Il fragile rapporto tra verità e politica. Un ricordo di Hannah Arendt

In un mondo, come quello odierno, a cui assistiamo ad un prolificare di notizie totalmente false, alimentate soprattutto dai potenti della terra – politici, grandi della finanza e della comunicazione, ecc. – la ripubblicazione recente di un piccolo testo di grande spessore, “Verità e politica” (Bollati Boringhieri, 2025), mi fornisce lo spunto per commemorare uno dei giganti del pensiero occidentale a cinquanta anni dalla scomparsa, la filosofa, storica, politologa e saggista Hannah Arendt, nata in Germania da una famiglia ebrea ad Hannover il 14 ottobre 1906 e fuggita, per sottrarsi alla persecuzione nazista, nel 1940 negli USA, dove morì il 4 dicembre 1975. Per farlo, partirei da un documento per me sconvolgente sul rapporto tra verità e politica.
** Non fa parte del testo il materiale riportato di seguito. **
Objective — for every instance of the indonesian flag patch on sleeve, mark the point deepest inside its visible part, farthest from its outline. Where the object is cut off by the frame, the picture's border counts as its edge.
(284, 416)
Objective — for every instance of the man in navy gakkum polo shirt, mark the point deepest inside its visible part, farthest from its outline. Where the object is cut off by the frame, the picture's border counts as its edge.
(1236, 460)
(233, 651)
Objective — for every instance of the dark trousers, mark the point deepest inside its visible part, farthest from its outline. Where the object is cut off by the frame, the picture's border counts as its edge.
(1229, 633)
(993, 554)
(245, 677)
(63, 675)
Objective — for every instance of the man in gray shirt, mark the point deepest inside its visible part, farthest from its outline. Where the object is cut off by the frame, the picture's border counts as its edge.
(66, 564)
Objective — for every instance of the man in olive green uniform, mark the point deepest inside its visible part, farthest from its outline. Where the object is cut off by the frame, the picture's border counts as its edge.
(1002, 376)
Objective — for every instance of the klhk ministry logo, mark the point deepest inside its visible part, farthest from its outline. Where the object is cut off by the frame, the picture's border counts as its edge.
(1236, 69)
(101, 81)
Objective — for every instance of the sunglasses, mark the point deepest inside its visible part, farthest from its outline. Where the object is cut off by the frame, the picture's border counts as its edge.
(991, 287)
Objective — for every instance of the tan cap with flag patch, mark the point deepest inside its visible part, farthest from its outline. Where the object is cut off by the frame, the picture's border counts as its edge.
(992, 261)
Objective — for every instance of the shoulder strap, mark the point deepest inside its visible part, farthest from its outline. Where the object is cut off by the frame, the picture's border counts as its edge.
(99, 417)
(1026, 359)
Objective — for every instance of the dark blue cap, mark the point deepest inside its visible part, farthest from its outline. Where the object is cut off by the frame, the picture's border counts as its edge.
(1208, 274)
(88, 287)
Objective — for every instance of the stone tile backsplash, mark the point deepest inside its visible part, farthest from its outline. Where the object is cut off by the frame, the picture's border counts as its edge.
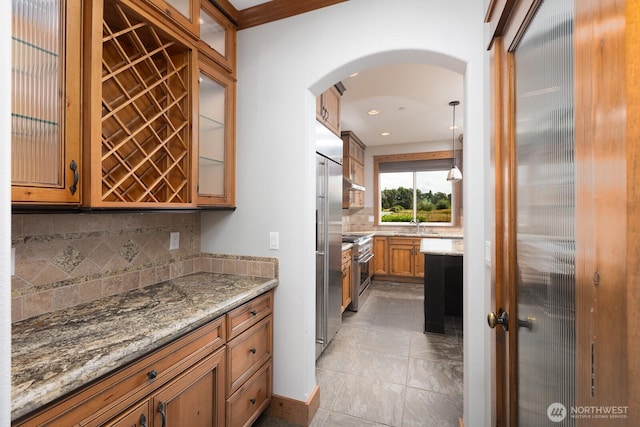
(66, 259)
“Il 9 aprile, bande di terroristi attaccarono pacifico villaggio di Deir Yassin, che non era un obiettivo militare, uccidendo la maggior parte dei suoi abitanti (240 tra uomini, donne e bambini) e trasportando alcuni di loro come trofei vivi in una parata per le strade di Gerusalemme… i terroristi, invece di vergognarsi del loro atto, si vantarono del massacro, lo pubblicizzarono e invitarono tutti i corrispondenti stranieri presenti nel paese a vedere i mucchi di cadaveri e la totale devastazione a Deir Yassin… All’interno della comunità ebraica hanno predicato un misto di ultranazionalismo, misticismo religioso e superiorità razziale. Come altri partiti fascisti sono stati impiegati per interrompere gli scioperi e per la distruzione delle unioni sindacali libere. Al loro posto hanno proposto unioni corporative sul modello fascista italiano”. Questo gruppo era guidato dal futuro primo ministro israeliano Menachem Begin, capo del Partito della Libertà, creato al momento della proclamazione dello Stato di Israele nel 1948.

Chi è l’autore di questo testo? Un terrorista islamico? Qualche nostalgico comunista italiano? Affatto: si tratta di un documento-appello di ventotto intellettuali ebrei, tra i quali spiccano i nomi di Hannah Arendt e di Albert Einstein, inviato alla redazione del New York Times, il 2 dicembre 1948, per denunciare la doppia faccia di Begin, giunto negli USA per una raccolta fondi a sostegno del nuovo stato israeliano, ma che aveva ideato l’attacco “terroristico” contro un villaggio palestinese senza colpe: “Le confessioni pubbliche del sig. Begin non sono utili per capire il suo vero carattere. Oggi parla di libertà, democrazia e antimperialismo, mentre fino ad ora ha apertamente predicato la dottrina dello stato fascista. È nelle sue azioni che il partito terrorista tradisce il suo reale carattere, dalle sue azioni passate noi possiamo giudicare ciò che farà nel futuro”. Terribile l’ultima frase: dalle sue azioni passate noi possiamo giudicare ciò che farà nel futuro. E’ da qui che parte la strada che porterà la destra israeliana all’omicidio di Yishaq Rabin nel 1995 e al genocidio di Gaza oggi?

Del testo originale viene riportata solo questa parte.